'Lawful Use' Of Force By Wisconsin Police Officer, DA Says

'Lawful Use' Of Force By Wisconsin Police Officer, DA Says

4:50pm May 12, 2015
This combination made with file photos provided by the Madison, Wis., police department and Wisconsin Department of Corrections shows Madison Police officer Matt Kenny (left) and Tony Robinson, a biracial man who was killed by the officer. Kenny shot the unarmed 19-year-old in an apartment house on March 6.

This combination made with file photos provided by the Madison, Wis., police department and Wisconsin Department of Corrections shows Madison Police officer Matt Kenny (left) and Tony Robinson, a biracial man who was killed by the officer. Kenny shot the unarmed 19-year-old in an apartment house on March 6.

Uncredited/AP

Updated at 4:23 p.m. ET

A Wisconsin prosecutor said Tuesday that a police officer who shot and killed Tony Robinson, an unarmed man in Madison who witnesses say was behaving erratically, in March will not be charged in the case.
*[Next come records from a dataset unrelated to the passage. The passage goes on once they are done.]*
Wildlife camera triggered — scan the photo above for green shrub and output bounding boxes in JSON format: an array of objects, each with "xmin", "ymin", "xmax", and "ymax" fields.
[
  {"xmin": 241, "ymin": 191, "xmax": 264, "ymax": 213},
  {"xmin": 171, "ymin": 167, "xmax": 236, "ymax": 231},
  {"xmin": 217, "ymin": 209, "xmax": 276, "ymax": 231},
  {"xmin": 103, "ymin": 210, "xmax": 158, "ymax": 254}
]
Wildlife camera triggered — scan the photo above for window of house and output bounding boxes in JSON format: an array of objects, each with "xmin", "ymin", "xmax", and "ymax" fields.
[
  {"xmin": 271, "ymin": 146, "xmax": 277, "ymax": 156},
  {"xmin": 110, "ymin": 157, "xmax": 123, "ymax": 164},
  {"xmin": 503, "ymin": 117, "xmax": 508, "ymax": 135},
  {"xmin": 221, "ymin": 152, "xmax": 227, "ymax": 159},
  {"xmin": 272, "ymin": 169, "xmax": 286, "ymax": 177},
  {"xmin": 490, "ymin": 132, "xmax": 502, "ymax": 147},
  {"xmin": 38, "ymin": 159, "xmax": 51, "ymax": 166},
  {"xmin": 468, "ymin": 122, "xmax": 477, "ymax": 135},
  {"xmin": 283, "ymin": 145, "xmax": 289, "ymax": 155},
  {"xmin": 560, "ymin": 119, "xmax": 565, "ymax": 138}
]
Dane County District Attorney Ismael Ozanne said Officer Matt Kenny's shooting of Robinson, 19, on March 6 was the result of the "lawful use of deadly police force."

In a lengthy rundown of events that led to the shooting, Ozanne said Kenny had fired seven times at close range; all seven hit Robinson from front to back, he said. He said Robinson was high on drugs and had assaulted Kenny as well as others before he was shot.

The case drew attention because of the recent, high-profile deaths of unarmed black men at the hands of the police. Robinson's father is black and mother white.

Ozanne, who is himself biracial, said he "understands the pain of unjustified profiling." He said Robinson's behavior that day prompted three calls to police. Robinson struck at least two people and had physical altercations with others before police arrived, he said.

At the time of the shooting, Madison Police Chief Mike Koval said police were called because Robinson had battered a pedestrian and "was jumping in and out of traffic and creating a safety hazard." The officer then went into the apartment that Robinson had entered, heard a disturbance and forced entry, Koval said. The officer was then assaulted by Robinson, the police chief said.

"The officer did draw his revolver and subsequently shot the subject," he said.

Kenny, and other officers who arrived on the scene, administered first aid, but were unable to revive Robinson, Koval said.

WISN-TV adds: "The Wisconsin Department of Justice investigated the incident under a state law that requires an outside agency to lead probes into officer-involved shootings. Ozanne said he received the last investigative reports from the agency on April 13 and has been mulling a decision since then."

As Scott reported in March, Robinson's shooting sparked outrage within the community. Protests were peaceful, in line with a request made by Robinson's family.